犯人が自首し動機が明らかになるにつれて、僕はそのあまりにも明確な構図にめまいを覚えた。どうして、これほど典型的な事件が起こってしまうのか。関心はすぐさまメタに移っていいはずだった。
ところが、だ。
ニュースを見ても新聞を読んでも、誰もが同じ言葉で記事を結ぶ。
「犯人の真の動機を解明すべく、尋問が続けられている。」
どうやら、ドストエフスキーとフロイトを読んでいるメディア関係者は皆無であるらしい。すでに必要な情報は出尽くしている。にも関わらず、それが「読めない」。事件そのものよりも、この事態に狼狽する報道陣に対して強い不安を覚える。

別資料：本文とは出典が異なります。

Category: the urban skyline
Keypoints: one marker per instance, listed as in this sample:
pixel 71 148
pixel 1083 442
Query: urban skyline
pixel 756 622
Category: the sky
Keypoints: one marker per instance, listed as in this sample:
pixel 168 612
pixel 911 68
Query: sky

この事件で一番重要な鍵は、「小学生時代に保健所に処分されたペット」だ。
この事件が「わからない」人々は、ドストエフスキーの伝記を一冊と『カラマーゾフの兄弟』、それからフロイトの『ドストエフスキーと父親殺し』を読んで、精神分析に対しての見解を改めることを強くお勧めする。
もしも僕がこの件に関してある程度量のある文章を書くのなら、こんな言葉で文章を結ぶだろう。
「父は、決して強くありすぎてはならない。強くあり続けてはならない。」
<11月28日追記>
知り合いの中学生から、「学校の先生に『ドストエフスキー』って知ってる?って訊いたら、『知らない』って言われたよ。」という驚愕情報が。
「え、それ国語の先生?」
「うん。」
…………僕が世間知らずでしたっ!反省っ!
その先生が例外だったのかもしれないけど(国文学に関してはウルトラエキスパートかもしれないし)、ちと自分の「常識」を変える必要がありそうです。
かといって、僕自身の知的欲求を満たさない内容は書きたくないし……。
しかも、ターゲットを定めて分析するようなマーケティング的手法も嫌いだし……。
いろいろ考える必要がありそうです。いやはや。